James Patterson hears you hitting the button. James Patterson gives you the pellet. You would think that after selling hundreds of millions of copies, he would have enough money to consider taking a risk now and then. His musical polar opposite would be Radiohead. His culinary equivalent would be a ham sandwich on white bread. I almost want to start a James Patterson drinking game with one rule: “Take a shot if two separate action sequences occur fewer than ten pages apart”. But then MADD or DARE or whoever would come after me with whatever they had in their purses because that’s a really irresponsible amount of drinking to promote.

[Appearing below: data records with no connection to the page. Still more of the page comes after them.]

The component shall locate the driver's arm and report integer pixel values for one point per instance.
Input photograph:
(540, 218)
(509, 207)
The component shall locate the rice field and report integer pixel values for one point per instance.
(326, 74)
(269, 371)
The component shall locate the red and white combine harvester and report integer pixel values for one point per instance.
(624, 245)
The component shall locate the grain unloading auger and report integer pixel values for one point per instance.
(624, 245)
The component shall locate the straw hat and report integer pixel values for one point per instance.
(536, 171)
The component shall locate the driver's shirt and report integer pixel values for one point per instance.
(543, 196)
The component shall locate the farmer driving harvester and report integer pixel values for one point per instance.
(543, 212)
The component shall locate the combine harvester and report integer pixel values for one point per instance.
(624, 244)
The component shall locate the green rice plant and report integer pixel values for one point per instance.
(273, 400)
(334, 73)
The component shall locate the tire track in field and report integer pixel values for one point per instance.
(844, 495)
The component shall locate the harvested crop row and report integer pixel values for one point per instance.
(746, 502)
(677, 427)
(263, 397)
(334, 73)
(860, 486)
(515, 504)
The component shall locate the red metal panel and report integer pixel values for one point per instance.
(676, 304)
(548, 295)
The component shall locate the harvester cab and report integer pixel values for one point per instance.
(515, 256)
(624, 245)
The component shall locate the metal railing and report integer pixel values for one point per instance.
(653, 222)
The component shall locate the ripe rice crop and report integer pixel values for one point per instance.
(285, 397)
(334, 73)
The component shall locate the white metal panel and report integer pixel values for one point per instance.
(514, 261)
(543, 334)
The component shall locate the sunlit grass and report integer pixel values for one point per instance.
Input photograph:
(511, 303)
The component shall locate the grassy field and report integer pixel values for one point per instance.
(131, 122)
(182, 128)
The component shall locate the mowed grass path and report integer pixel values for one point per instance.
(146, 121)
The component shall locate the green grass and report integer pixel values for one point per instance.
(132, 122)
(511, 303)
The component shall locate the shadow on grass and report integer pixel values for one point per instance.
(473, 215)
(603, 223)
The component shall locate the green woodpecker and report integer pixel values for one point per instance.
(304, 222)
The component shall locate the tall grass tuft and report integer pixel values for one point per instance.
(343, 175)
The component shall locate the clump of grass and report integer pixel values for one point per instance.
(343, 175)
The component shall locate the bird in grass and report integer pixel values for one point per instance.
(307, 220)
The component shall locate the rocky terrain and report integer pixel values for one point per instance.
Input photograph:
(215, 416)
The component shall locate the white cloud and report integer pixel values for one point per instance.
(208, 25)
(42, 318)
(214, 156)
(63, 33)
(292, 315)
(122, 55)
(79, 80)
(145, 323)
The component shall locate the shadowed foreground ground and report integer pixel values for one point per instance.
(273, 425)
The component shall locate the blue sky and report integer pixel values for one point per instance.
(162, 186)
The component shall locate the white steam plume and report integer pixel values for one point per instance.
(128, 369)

John le Carre, on the other hand, will forever be celebrated in my spy thriller canon with Ian Fleming because he just does not give a good goddamn about what the reader wants, at least not in The Spy Who Came In From the Cold. (This is not to suggest Fleming does this, because James Bond is the man we all want to be, but the day I omit Bond from a spy thriller canon is the day I check into an asylum.) Unlike the movie version of Tinker Tailor Soldier Spy (another le Carre novel), I was continually engaged with the mundane. There are pages about Alec Leamas fulfilling the duties of a library clerk and they, too, are interesting because the reader is left to wonder why he would waste such a promising career in espionage. The natural suspicion, of course, is that he agreed to Control’s offer and wanted to appear so far gone from the structured life at The Circus that rival agencies felt comfortable turning him into a defector. And eventually that is revealed to be the truth, but imagine the patience and trust le Carre had in his own talent to submit a subject so dry.
More impressive is le Carre’s ability to not just put you in the setting, but put you in the mindset of the era. The reader knows that Alec is defecting. The reader knows that Alec isn’t really defecting. Alec is letting on enough for Kiever, Peters, and others to trust him, but he has to let on more than he should; letting on importantly innocuous details, specifically, or these trained professionals will know he hasn’t flipped. This creates the culture of paranoia that the Cold War embodied. The Circus even knows that they have spies among them and, according to Alec, this is just something they have grown accustomed to living with. Too often in spy thrillers, there are “aha! I was lying and you fell for it” moments. There are none of those here, really. True, Alec is roping in Peters and everyone in DSK, but his life was the alcoholic shamble they required. Through the third-person limited omniscient narrative, the reader knows that Alec became the lie he set out to perpetrate, and it wasn’t by tragic accident.
Many novels celebrate the mundane (I say as I continue to trudge through War and Peace), but few make the mundane the ultimate payoff. Perhaps I’m too much of a realist for my own good, but it’s fascinating to see exactly what one would expect from Cold War spies: they don’t get to go undercover with tuxedos at a lavish ball and a smoking hot woman, they get to live out a desperate existence in hopes that the smallest bit of information will snowball into the end of the war.